Global weirding, East Coast snow storms, and Vancouver’s snow shortage
The other day someone made the cleverest quip: “Hey Al Gore, how do you like your global warming now that it’s snowing and snow is cold, Al Gore?”
If only someone had made such a comment on the internet, or possibly Twitter; then I could link to it.
Do such comments deserve serious responses? No. They deserve mockery and a fistful of snow down the back of the neck.
But if you’re feeling charitable, here’s a quick explanation: We can absolutely expect climate change to bring blizzards in places that don’t normally see a lot of blizzards, like Washington, D.C. We can also absolutely expect more snow shortages in places that normally receive a lot of snowfall, like Vancouver, British Columbia. Climatologists expect just this sort of “global weirding”: less predictable, more extreme, more damaging.
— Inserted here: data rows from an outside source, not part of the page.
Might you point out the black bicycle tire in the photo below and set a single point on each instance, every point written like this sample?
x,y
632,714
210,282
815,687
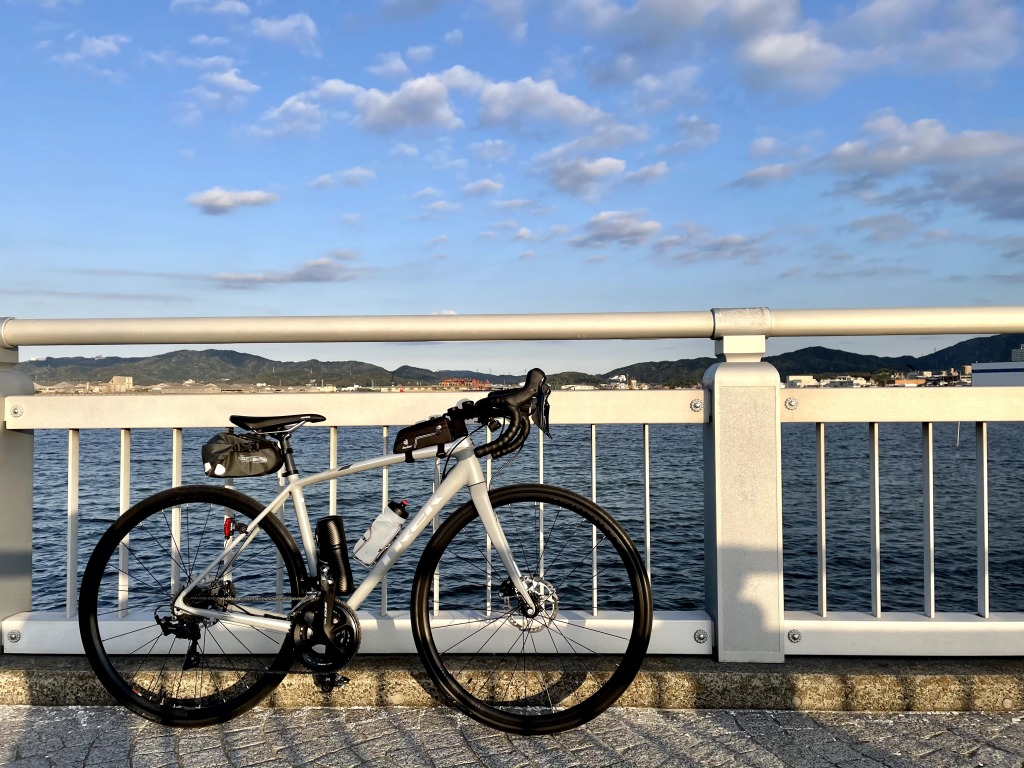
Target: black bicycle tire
x,y
609,691
88,606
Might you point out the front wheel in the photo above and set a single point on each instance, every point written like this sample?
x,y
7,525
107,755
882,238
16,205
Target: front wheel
x,y
540,670
170,666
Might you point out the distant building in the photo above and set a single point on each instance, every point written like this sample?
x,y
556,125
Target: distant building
x,y
801,382
997,374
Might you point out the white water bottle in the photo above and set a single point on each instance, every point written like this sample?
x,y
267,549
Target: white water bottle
x,y
381,532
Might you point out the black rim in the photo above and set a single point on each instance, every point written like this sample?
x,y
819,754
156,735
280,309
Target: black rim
x,y
176,669
560,667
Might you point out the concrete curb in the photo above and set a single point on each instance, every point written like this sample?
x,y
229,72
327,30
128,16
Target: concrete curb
x,y
665,682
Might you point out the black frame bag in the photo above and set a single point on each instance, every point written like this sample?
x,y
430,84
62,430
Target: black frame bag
x,y
246,455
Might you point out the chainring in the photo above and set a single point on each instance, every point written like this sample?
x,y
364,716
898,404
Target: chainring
x,y
327,649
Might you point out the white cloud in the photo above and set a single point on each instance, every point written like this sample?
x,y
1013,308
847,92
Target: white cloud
x,y
389,65
334,268
442,206
298,115
229,81
526,103
425,102
207,40
616,227
660,92
766,174
482,186
584,178
94,47
695,133
298,30
211,6
884,228
205,62
889,145
512,14
493,150
648,173
695,244
799,59
218,201
420,53
355,176
763,145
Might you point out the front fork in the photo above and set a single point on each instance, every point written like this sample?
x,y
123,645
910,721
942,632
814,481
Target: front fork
x,y
481,500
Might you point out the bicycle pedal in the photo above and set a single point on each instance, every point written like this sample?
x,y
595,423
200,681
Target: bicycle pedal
x,y
327,682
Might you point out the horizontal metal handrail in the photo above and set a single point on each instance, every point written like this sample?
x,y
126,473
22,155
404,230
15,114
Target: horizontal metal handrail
x,y
686,325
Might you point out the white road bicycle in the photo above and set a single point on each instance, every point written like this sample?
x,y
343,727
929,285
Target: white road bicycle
x,y
198,601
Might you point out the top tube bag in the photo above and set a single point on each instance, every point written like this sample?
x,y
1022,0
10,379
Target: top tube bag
x,y
247,455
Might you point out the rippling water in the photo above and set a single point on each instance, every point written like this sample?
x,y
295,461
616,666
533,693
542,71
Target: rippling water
x,y
676,501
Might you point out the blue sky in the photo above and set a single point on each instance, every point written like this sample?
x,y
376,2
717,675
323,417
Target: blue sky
x,y
194,158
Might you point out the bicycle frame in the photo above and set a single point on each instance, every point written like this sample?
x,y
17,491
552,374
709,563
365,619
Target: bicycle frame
x,y
467,473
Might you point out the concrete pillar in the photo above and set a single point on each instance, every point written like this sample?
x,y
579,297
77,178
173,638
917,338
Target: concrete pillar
x,y
743,503
15,495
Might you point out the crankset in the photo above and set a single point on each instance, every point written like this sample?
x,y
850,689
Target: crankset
x,y
327,645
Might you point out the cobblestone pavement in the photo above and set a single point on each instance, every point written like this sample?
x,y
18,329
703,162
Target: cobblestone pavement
x,y
48,737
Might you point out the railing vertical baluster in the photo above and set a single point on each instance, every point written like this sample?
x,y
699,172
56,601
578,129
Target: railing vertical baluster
x,y
928,461
71,593
433,527
593,496
176,458
280,576
333,484
384,499
981,440
540,526
124,489
646,496
876,525
819,443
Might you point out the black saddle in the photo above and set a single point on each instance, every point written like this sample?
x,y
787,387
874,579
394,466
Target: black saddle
x,y
274,424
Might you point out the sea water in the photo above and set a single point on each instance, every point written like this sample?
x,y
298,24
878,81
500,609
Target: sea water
x,y
676,542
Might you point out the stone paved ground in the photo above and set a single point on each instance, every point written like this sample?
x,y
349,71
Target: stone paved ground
x,y
48,737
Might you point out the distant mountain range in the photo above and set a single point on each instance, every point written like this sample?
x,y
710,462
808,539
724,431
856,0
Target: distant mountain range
x,y
227,368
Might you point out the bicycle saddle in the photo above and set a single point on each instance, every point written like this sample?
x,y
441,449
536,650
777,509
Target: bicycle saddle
x,y
274,424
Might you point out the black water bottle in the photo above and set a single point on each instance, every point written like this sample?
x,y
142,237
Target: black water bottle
x,y
333,551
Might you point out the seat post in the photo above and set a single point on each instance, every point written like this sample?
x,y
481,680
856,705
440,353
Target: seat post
x,y
286,450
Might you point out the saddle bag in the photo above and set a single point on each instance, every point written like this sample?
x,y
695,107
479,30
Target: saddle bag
x,y
246,455
434,431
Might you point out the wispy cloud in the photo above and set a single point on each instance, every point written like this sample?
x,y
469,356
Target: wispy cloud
x,y
298,30
217,201
341,266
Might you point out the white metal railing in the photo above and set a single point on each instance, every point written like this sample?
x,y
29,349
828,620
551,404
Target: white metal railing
x,y
981,633
386,630
741,411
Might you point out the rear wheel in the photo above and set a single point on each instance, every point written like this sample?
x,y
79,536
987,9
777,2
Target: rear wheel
x,y
173,667
540,670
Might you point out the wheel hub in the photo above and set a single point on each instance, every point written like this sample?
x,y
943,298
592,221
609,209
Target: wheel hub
x,y
545,608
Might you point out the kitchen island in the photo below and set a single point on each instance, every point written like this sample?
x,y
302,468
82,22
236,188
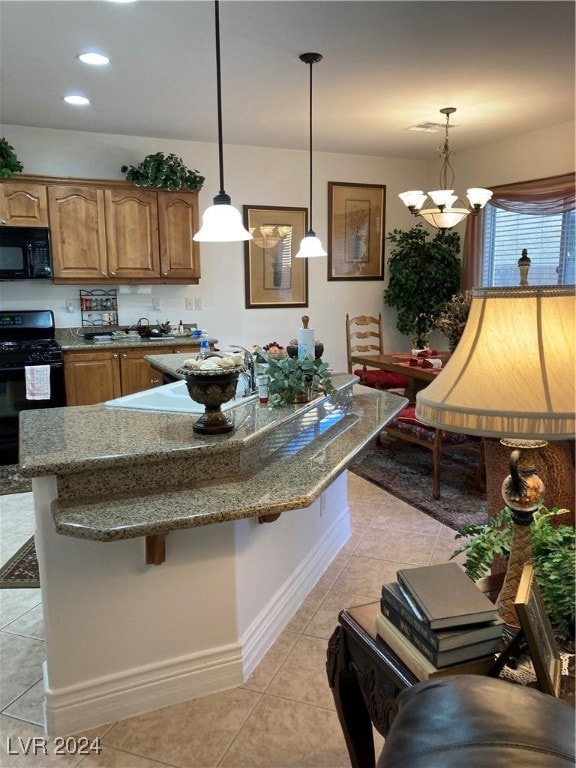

For a smart explanation of this stuff, see Bryan Walsh in Time.
For even more science, see Jeff Masters of WunderBlog:
It’s not hard at all to get temperatures cold enough for snow in a world experiencing global warming. According to the 2007 Intergovernmental Panel on Climate Change (IPCC) report [PDF], the globe warmed 0.74°C (1.3°F) over the past 100 years. There will still be colder than average winters in a world that is experiencing warming, with plenty of opportunities for snow. The more difficult ingredient for producing a record snowstorm is the requirement of near-record levels of moisture. Global warming theory predicts that global precipitation will increase, and that heavy precipitation events–the ones most likely to cause flash flooding–will also increase. This occurs because as the climate warms, evaporation of moisture from the oceans increases, resulting in more water vapor in the air.